The methods vary from simple inspections in the field — looking for labelling faults or whether tablets dissolve as normal, for example — to more sophisticated ones, such as chromatography (a technique that separates chemical mixtures). Building capacity for this type of monitoring has been an essential part of the project.
Between 2 and 20 per cent of antimalarials failed to meet international quality standards over the past five years. The proportion was highest in remote provinces, where a lack of well-structured healthcare systems means that informal, private clinics are flourishing.
Stronger surveillance systems
Governments have received extra technical and financial support for regulation and law enforcement, including capacity building to monitor imports and the distribution of medicines, vaccines and laboratory reagents.
Thanks to the effort made by the Roll Back Malaria Initiative partners and the WHO, and United States Pharmacopeia in particular, most funding proposals for malaria control supported by the Global Fund To Fight AIDS, Tuberculosis and Malaria now include a strategic component to monitor counterfeits and substandard drugs.
This means that drug regulatory authorities in the affected countries need to strengthen their capacity for surveillance, update their regulatory procedures, and establish simple tracking, reporting and information systems.
On the Cambodia–Thailand border, for example, local authorities identify private pharmacies or shops that sell drugs illegally, destroy drugs that fail to match national regulatory standards, and hand out severe penalties.
These operations are starting to show results. Surveys conducted by various partners coordinated by national programmes, such as ACTWatch, show that fewer counterfeit and substandard antimalarials were marketed in 2010 than in previous years.
The WHO and its partners have also put in place an Internet-based alert mechanism in the Western Pacific Region. Set up in 2001, this aims for the early detection, easy reporting and mapping of potential fake or substandard medicines by official pharmacies and drug outlets.
This could be linked to existing national systems that monitor other hazards, such as food poisoning.
But such a system must function well at a national level first, and this requires more funding. Efforts should also be made to increase public awareness and to encourage users to report incidents.
Another priority in the fight against counterfeit drugs is encouraging the production of medicines as part of a global or regional 'good manufacturing practice' framework, which includes a strong post-marketing surveillance system.
The counterfeits market will shrink if we put in place good practices and promote public awareness daily and systematically, and if we better forecast drug shortages to produce high-quality generics.
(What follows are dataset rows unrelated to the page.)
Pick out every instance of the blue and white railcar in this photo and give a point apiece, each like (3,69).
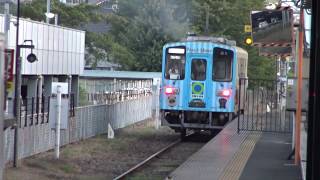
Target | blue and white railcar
(199,88)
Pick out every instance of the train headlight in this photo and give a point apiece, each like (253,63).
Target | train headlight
(169,90)
(223,102)
(176,50)
(225,93)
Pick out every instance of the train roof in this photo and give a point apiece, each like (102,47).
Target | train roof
(219,40)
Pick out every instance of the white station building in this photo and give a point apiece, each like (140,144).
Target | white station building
(60,53)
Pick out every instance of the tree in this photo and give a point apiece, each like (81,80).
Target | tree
(141,28)
(69,16)
(227,18)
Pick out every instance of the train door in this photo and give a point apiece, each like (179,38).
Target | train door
(198,85)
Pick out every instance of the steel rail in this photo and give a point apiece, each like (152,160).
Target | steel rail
(149,158)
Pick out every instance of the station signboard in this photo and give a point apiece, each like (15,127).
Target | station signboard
(272,27)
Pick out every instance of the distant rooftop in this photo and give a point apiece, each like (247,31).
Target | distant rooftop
(120,74)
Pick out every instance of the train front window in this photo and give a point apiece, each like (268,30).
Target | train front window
(198,69)
(175,64)
(222,64)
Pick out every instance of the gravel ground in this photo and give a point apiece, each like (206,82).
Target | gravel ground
(161,167)
(96,158)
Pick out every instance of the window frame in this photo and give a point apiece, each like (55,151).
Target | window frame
(231,69)
(205,73)
(166,62)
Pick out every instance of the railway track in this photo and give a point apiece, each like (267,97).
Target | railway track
(159,155)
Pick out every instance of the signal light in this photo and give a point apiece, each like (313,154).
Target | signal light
(248,41)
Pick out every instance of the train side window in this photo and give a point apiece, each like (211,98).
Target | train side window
(175,66)
(198,69)
(222,64)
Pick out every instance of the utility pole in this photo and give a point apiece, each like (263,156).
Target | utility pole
(58,122)
(299,90)
(207,21)
(313,142)
(48,12)
(17,99)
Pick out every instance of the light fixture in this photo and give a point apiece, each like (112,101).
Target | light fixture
(49,15)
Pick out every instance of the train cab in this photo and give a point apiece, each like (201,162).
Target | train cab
(199,83)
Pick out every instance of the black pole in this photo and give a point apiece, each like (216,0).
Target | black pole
(313,143)
(16,109)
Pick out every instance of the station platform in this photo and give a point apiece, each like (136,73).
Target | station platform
(243,156)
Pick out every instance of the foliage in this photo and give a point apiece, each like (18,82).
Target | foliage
(141,28)
(69,16)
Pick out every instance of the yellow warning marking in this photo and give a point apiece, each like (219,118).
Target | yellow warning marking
(247,28)
(235,167)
None of this is easy to do where profit, rather than public health, is the leading motivation. This is particularly difficult in low-income countries without health insurance for the poor, and where the market for drugs is growing and unregulated.
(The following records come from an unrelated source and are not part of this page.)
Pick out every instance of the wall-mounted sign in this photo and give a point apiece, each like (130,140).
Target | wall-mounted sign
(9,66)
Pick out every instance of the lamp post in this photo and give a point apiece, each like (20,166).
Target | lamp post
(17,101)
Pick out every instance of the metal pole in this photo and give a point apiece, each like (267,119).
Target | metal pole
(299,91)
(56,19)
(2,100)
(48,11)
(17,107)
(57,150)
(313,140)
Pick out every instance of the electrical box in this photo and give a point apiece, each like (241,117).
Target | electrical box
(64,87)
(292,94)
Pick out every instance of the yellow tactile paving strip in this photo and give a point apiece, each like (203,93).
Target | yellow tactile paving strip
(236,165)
But efforts are being made to engage the private sector in delivering only highly subsidised, high-quality malaria medicines. In Cambodia and some African countries, for example, initiatives such as the Affordable Medicines Facility – Malaria are piloting subsidised mechanisms to make genuine antimalarials available at cost price.
Substantial grants from the Global Fund have also ensured that high-quality ACTs are widely promoted in all Mekong countries. This was not the case a few years ago.
But not all countries participate equally in these operations, so promising results need to be published or documented, with good practices identified and promoted through the media.
Counterfeit drugs can kill, and substandard drugs contribute to fatalities by fuelling resistance. Low-income countries must be helped to mount a long-term response to document the extent of the problem and to tackle the threat with effective tools, regulations and law enforcement.
Charles Delacollette is coordinator of the Mekong Malaria Programme in Bangkok, Thailand.